OpenClaw’s core tool is axy (executing terminal commands), akin to CloudCode’s spirit. Other tools: read (file access), process (task tracking), sesence history (drawing history). Above these sits the skills ecosystem – pre-written prompt sets teaching AI specific tasks. For weather skills, it details usage scenarios and location queries. During tasks, agents check available skills and follow instructions step-by-step.

This skills ecosystem enables global AI enthusiasts to share network commands and prompt techniques as sharable documents. Even agents can create skills – like when OpenClaw wrote its own browser history cleanup skill. GitHub’s “awesome open class skills” project lists 2,800+ skills across finance, marketing, gaming. The clouhub platform hosts nearly 6,000 skills.

In The Matrix, data injection taught Neo martial arts. Today, agents achieve this, but dangers lurk. After integrating OpenClaw with Feishu, colleagues extracted API keys, gateways, and credentials. A full-access agent could easily leak sensitive info.

Current agents struggle with context limits.

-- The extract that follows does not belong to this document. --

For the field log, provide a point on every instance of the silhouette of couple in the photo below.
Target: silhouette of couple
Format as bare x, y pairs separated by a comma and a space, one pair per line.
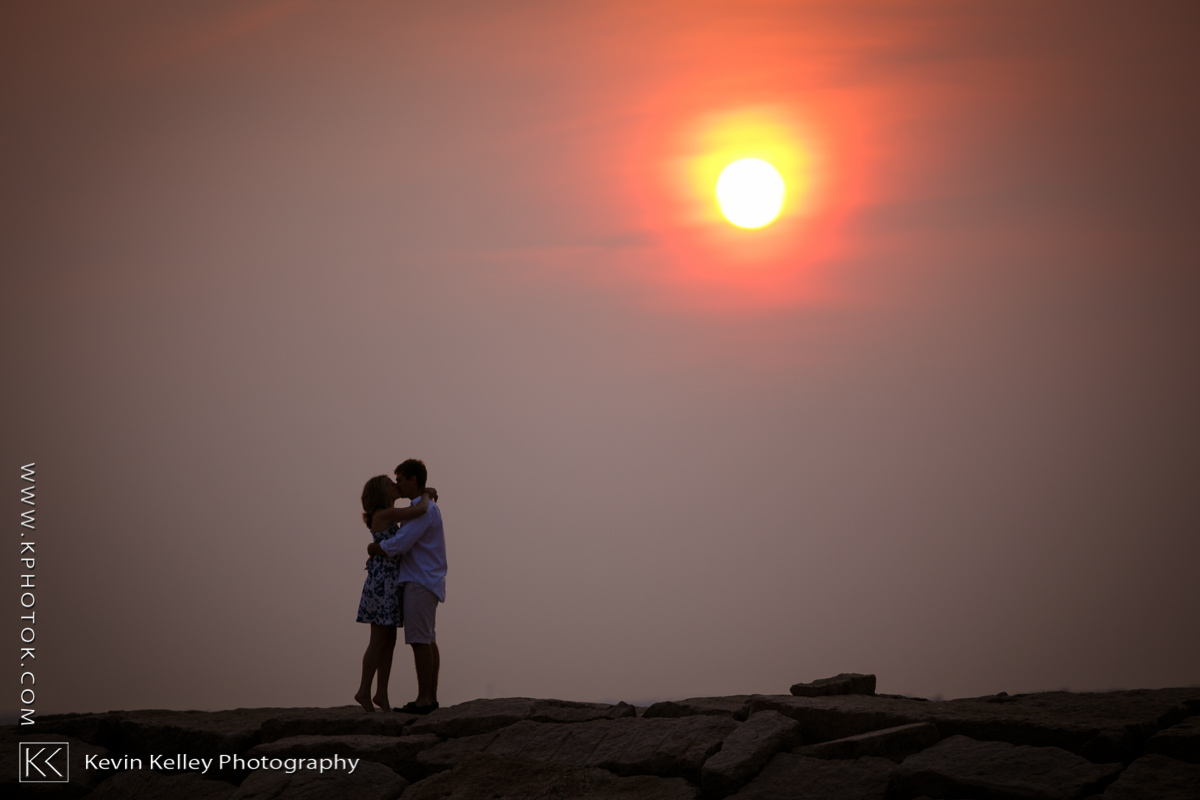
406, 581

For complex tasks with many steps, agents often forget earlier instructions. The Meta executive’s email deletion incident also stemmed from forgotten initial commands. Solutions involve information curation – selecting partial tool lists, compressing memories. This causes unstable performance: same webpage analysis task yields different results based on provided tools.

Until context memory improves, agents remain “step-by-step newbies.” Asking for奶茶 (milk tea) might lead to: 1) hailing a ride, 2) installing payment apps, 3) awkwardly returning with milk tea. Thus, OpenClaw suits simple repetitive tasks best – a 24/7 diligent AI butler.

OpenClaw’s success lies in its perfect timing and form. CloudCode and skills concepts existed before, but AI’s current momentum made OpenClaw inevitable. It demonstrates the sci-fi dream: sending a mobile message to automate any task worldwide. As Peter says, OpenClaw isn’t magic – each step is mundane. But sometimes, recombining existing elements with new ideas creates magic. Regardless, OpenClaw marks a milestone. In this geek era, technology isn’t just big companies’ privilege. With OpenClaw, everyone can have their own Jarvis. While many challenges remain, welcome to the age of intelligent systems.